其实我们都知道,这哭声里带了百分之五十的演戏成分,还有百分之五十的如释重负。
摄像头在角落里疯狂转动,红点闪得像是在蹦迪。
全网的弹幕此时已经彻底失控:
【卧槽!博君一肖抱在一起哭了!】
【肖战心疼一博拍戏辛苦,一博心疼战战练车受伤!这是什么绝美爱情!】
【快看肖战那个腰,肯定疼坏了!一博的手在摸他的背!他在安慰他!】
【这两位顶流今天是真的‘塌’得稀碎啊,但我好爱看这种破碎感!】
哭了一阵子,我吸了吸鼻子,推开王一博,看着他那张被妆效弄得极其精致、此刻却满是委屈的脸。
“王老师,戏过了啊。”我抹了一把并不存在的眼泪,笑着损他,“你刚才那两嗓子,情感爆发力肯定比你拍广告的时候强多了。”
“彼此彼此,肖老师。”王一博扯了扯皱巴巴的衬衫,眼神恢复了一点儿神采,“你刚才抱我的时候,那力道,不像是腰断了,倒像是想把我肋骨勒断。”
我们并排瘫在地板上,看着天花板。
“肖战。”
“嗯?”
“以前我觉得,你们拍这种广告、拍这种文艺戏,就是在那儿耍帅、装忧郁。现在我觉得……这比跑三小时赛道还累。”王一博看着自己的指尖,“那种要把自己的情绪剖开给人看的感觉,真挺不自在的。”

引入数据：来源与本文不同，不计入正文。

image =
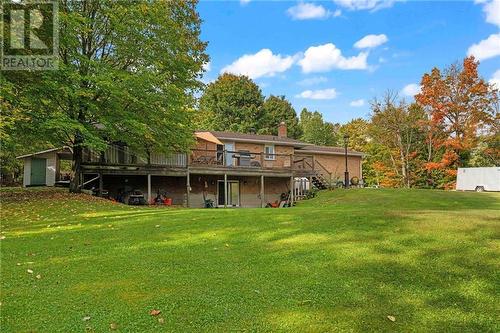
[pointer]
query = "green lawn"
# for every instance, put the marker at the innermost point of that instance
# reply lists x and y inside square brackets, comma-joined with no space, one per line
[342,262]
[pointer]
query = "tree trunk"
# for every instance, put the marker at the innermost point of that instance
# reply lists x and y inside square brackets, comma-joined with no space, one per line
[75,185]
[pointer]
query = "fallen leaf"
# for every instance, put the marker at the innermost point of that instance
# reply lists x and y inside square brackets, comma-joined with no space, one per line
[154,312]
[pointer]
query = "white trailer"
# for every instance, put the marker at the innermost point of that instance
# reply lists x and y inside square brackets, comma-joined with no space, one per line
[478,179]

“我也一样。”我看着窗外逐渐亮起的路灯,“以前我觉得你骑摩托就是为了追求刺激。今天我才发现,那是真的在跟命搏。你在那个速度下,大脑得高速运转成什么样啊?王一博,你真挺牛的。”
“才知道啊?”他得瑟地扬起下巴,却因为牵动了脸部肌肉而疼得“嘶”了一声。
“行了,别拽了。”我站起身,忍着腰疼去厨房,“今天咱俩都辛苦了,哥大发慈悲,不让你剥蒜了。今晚吃点儿热乎的,整点儿重庆抄手,暖暖心。”
“还要加辣。”王一博在后面喊。
“你那嗓子,还加辣?你不是不能吃辣吗?”
“吃辣再难受,还能有我今天遭的罪难受!”
晚饭后,我们依旧瘫在沙发里。
我看着电视里的广告样片,王一博在镜头里,那抹由于思念而产生的破碎感,真的极具杀伤力。
而王一博看我练车的录像,我摔倒后又笨拙地爬起来继续扶车的样子,虽然狼狈,却透着股不服输的韧劲。
“肖战。”
“干啥?”
“其实你穿皮衣……还挺帅的,虽然像个没熟透的竹竿。”
“王一博你找抽是不是!”我作势要打他。
他没躲,反而往我这边缩了缩,把头靠在我的肩膀上,声音低得几乎听不见。
“但还是别骑了,我一个人受伤就行了,那玩意儿确实不适合你。”
我愣住了。
手停在半空,最后轻轻落在他的头上,揉了揉那头乱糟糟的发。
“行。那以后你拍广告的时候,我也在旁边看着。万一你笑不出来了,我就在后面给你做鬼脸。”
王一博闭上眼,嘴角勾起了一个极其真实、极其温柔的弧度。
这一天,我们换了身份,却发现对方的世界远比想象中要辛苦。
但也正是因为这种换位,那些由于不了解而产生的偏见,彻底烟消云散了。
夜色深沉。
我拿着节目组发的手机发了一条朋友圈,配图是我们俩今天互换身份时的截图,文字只有三个字:“过日子。”
两分钟后,王一博点赞。
全网再次炸裂。
而我们,已经在这份真实的疲惫与彼此的体温中,沉沉睡去……
感谢阅读,感恩有你💗
(P.S. 明天要kiss喽~嘿嘿)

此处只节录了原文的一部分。